Regulierung von Finanzinnovationen: Neue technologische Möglichkeiten elektrisieren die Finanzbranche. In der Tat, ohne Innovation gelingt der digitale Wandel nicht. Bei aller Begeisterung ist Lobhudelei jedoch fehl am Platz.

Jürg Müller berichtet: Das weitherum beliebte Fondue «Moitié-Moitié» besteht je zur Hälfte aus Freiburger Vacherin und Gruyère. Zur einen Hälfte aus Bankern und zur anderen aus Informatikern besteht die in der Finanzbranche gegenwärtig angesagteste Mischung: Fintech. Nachdem die traditionellen Geldhäuser die Zeichen der Zeit erkannt hatten, haben sie sich in den vergangenen Jahren schnell auf die Gefahr aus dem Silicon Valley eingestellt. Wohlwissend, dass mit der neuen Technologie disruptives Potenzial einhergeht, wählte man im Gegensatz zu vielen anderen Branchen einen kooperativen Kurs – eine Strategie, die aus volkswirtschaftlicher Sicht Gefahren birgt.

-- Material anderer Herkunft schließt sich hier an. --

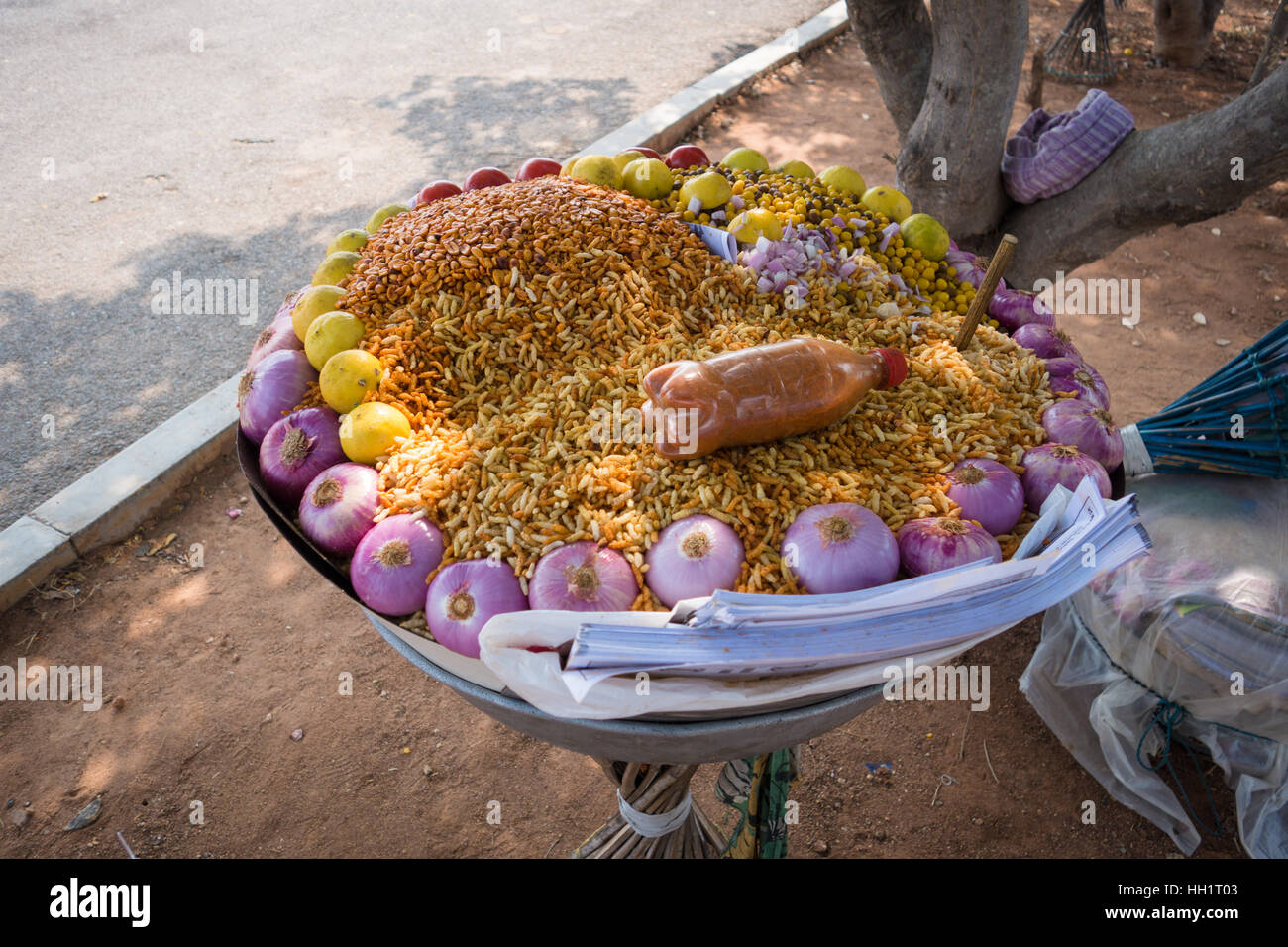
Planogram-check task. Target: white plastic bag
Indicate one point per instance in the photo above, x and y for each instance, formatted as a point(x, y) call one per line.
point(1198, 626)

Im Zentrum des derzeitigen Finanzsystems stehen unangefochten die Banken. Spätestens seit der vergangenen Finanzkrise ist allen klar, dass gewisse Unternehmen gleicher sind als andere. Während eine Fluggesellschaft wie die Swissair in den Konkurs geschickt wird, rettet man eine Bank wie die UBS. Doch für die Rettung durch den Staat müssen die Finanzinstitute einiges auf sich nehmen. Um sich im gewaltigen und stetig wachsenden Regelwerk zu positionieren, wenden Banken Millionen von Franken auf. Die direkten Kosten dürften im Vergleich zu den indirekten allerdings vernachlässigbar klein sein…

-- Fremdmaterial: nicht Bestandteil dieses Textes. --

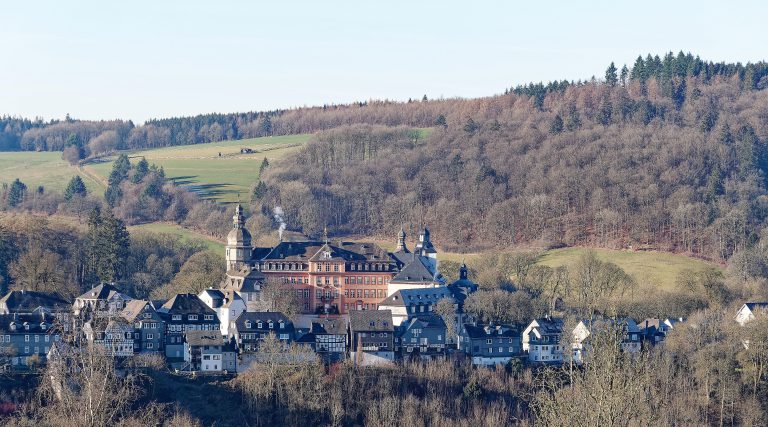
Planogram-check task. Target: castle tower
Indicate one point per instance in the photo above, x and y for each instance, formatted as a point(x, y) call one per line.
point(238, 242)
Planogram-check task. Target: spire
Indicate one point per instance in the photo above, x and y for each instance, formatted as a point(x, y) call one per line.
point(238, 220)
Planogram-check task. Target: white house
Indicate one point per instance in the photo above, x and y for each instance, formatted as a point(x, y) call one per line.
point(227, 304)
point(747, 311)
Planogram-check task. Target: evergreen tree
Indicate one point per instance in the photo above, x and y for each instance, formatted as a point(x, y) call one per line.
point(557, 125)
point(109, 244)
point(76, 187)
point(16, 193)
point(605, 113)
point(624, 75)
point(120, 170)
point(140, 171)
point(610, 75)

Es gibt aber auch Finanz-Startups, die wirkliche Innovationen vorantreiben und Mehrwert schaffen. So nutzt beispielsweise das Schweizer Jungunternehmen Monetas jene Technologie, die der berühmt-berüchtigten Währung Bitcoin zugrunde liegt, um damit Geld international zu überweisen. Lendingrobot ist ein Beispiel dafür, dass auch Peer-to-Peer-Lending nicht zwingend in die klassischen Verbriefungskanäle laufen muss; das Startup aus Seattle automatisiert die Investitionsentscheide für Sparer, die in Kleinstkredite investieren wollen.

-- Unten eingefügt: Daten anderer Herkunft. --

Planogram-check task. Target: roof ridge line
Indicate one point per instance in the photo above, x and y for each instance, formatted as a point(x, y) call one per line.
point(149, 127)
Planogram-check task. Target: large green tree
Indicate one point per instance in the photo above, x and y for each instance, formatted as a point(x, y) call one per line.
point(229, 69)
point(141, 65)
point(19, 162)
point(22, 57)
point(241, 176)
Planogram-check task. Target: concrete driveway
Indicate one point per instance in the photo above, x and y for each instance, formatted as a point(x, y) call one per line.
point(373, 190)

Bankenvertreter werden nun darauf hinweisen, dass der Einbezug traditioneller Geldhäuser vorteilhaft sein kann und dass bei kleinen Finanzunternehmen für den Einzelnen Risiken lauern. Das stimmt, liegt allerdings in der Natur der Sache: Die Welt ist voller Unsicherheiten, und Investitionen können immer scheitern. Nur, bei Bankeinlagen ergeben sich für den Kunden deshalb kaum noch finanzielle Gefahren, weil die Politik diese mit staatlichen Garantien grosszügig absichert; die Risiken sind im heutigen Bankenmodell nicht eliminiert, sondern dem Steuerzahler überwälzt. Aus liberaler Sicht wünschenswert wäre indes ein dezentrales Finanzsystem, in welchem Investoren die eingegangenen Risiken selber tragen.

Fintech-Startups, die ein solches marktorientiertes Finanzsystem ermöglichen, machen daher Mut und zeigen auf, dass das Phänomen Fintech eine differenzierte Betrachtung verlangt. Finanzinnovationen sind notwendig, nur so kann der digitale Wandel geschafft werden. Bei aller Begeisterung für das Neue ist Lobhudelei jedoch fehl am Platz. Viele Innovationen werden – wie früher – von etablierten Finanzinstituten dazu eingesetzt, Regeln zu umgehen. Der Gesetzgeber tut gut daran, die Regulierung auf die unterschiedlichen Arten von Fintech abzustimmen: Die Umgehung bestehender Regulierungen muss verhindert werden, ohne dadurch innovative Geschäftsideen zu behindern.